But I’ve been wrong before.

Trinity #7

7In the lead: The Trinity tries to piece together everything they’ve encountered so far. With the help of the JLA, they try to identify the werewolf they encountered and the symbols on Wonder Woman’s back when Hawkman shows up with Gangbuster. When Hawkman explains that what’s being stolen from the museums, Batman figures it all out. The symbols are Egyptian tarot symbols and the museum thefts are the four tarot card suits (wands, swords, pentacles and cups). Batman calls in the cavalry: Nightwing, Robin, Oracle, the Outsiders, the JLA, the Titans…pretty much everyone. Yeah, this is big. Meanwhile, Morgaine Le Fey and Enigma finally join up with the third member of their trinity, Despero.

In the back-up: After a brief mention in the lead, Firestorm asks Green Lantern to tell him about Krona. The same Krona that was the villain in JLA/Avengers (and hasn’t been seen since). Green Lantern gives Firestorm a quick recap, but luckily the uber-powerful Krona is trapped inside of a cosmic egg…or is he? Hint: no, he’s not.

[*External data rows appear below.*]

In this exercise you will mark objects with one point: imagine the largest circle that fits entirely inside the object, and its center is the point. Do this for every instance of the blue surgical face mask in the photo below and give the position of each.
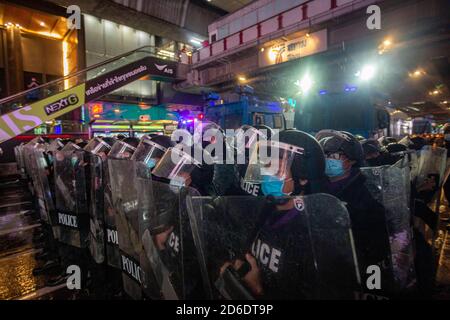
(272, 186)
(151, 163)
(334, 168)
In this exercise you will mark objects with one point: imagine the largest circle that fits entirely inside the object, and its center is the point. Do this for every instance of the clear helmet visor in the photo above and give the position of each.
(55, 145)
(270, 158)
(70, 147)
(149, 152)
(175, 165)
(121, 150)
(97, 146)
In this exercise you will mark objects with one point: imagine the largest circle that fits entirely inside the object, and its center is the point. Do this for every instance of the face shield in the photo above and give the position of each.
(70, 147)
(271, 158)
(149, 152)
(247, 138)
(97, 146)
(176, 165)
(55, 145)
(121, 150)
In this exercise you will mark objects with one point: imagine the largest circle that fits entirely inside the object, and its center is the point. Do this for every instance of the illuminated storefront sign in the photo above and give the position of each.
(35, 114)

My take: The amount of time it took me to get this review up may be an indication of how I enjoyed this issue. This was entirely exposition, which is absolutely necessary but almost always boring as hell.

The callbacks were the highlights of the issue. After Superman hurled the pocket solar system into space in Trinity #2, readers were left wondering if it disappeared like Batman and Wonder Woman’s threats that issue did, or if we were going to have another Rasnn/Thanagar War on our hands. Well, apparently Superman was wondering that too, because this issue opens with him searching for it with a giant telescope thingie (FYI, the solar system disappeared also). The other callback tied the back-up into the lead. Firestorm overheard the more experienced Leaguers talking about Krona, which prompted his to ask about it later in the issue to set up some more expostion. It was a good use of the back-up story.

Things to keep an eye on: In the back-up, Green Lantern once again experienced the binary power surge that he first had during his one-on-one with Konvikt. It only seems to happen when his life is in mortal danger. But is this a GL thing or a Trinity thing?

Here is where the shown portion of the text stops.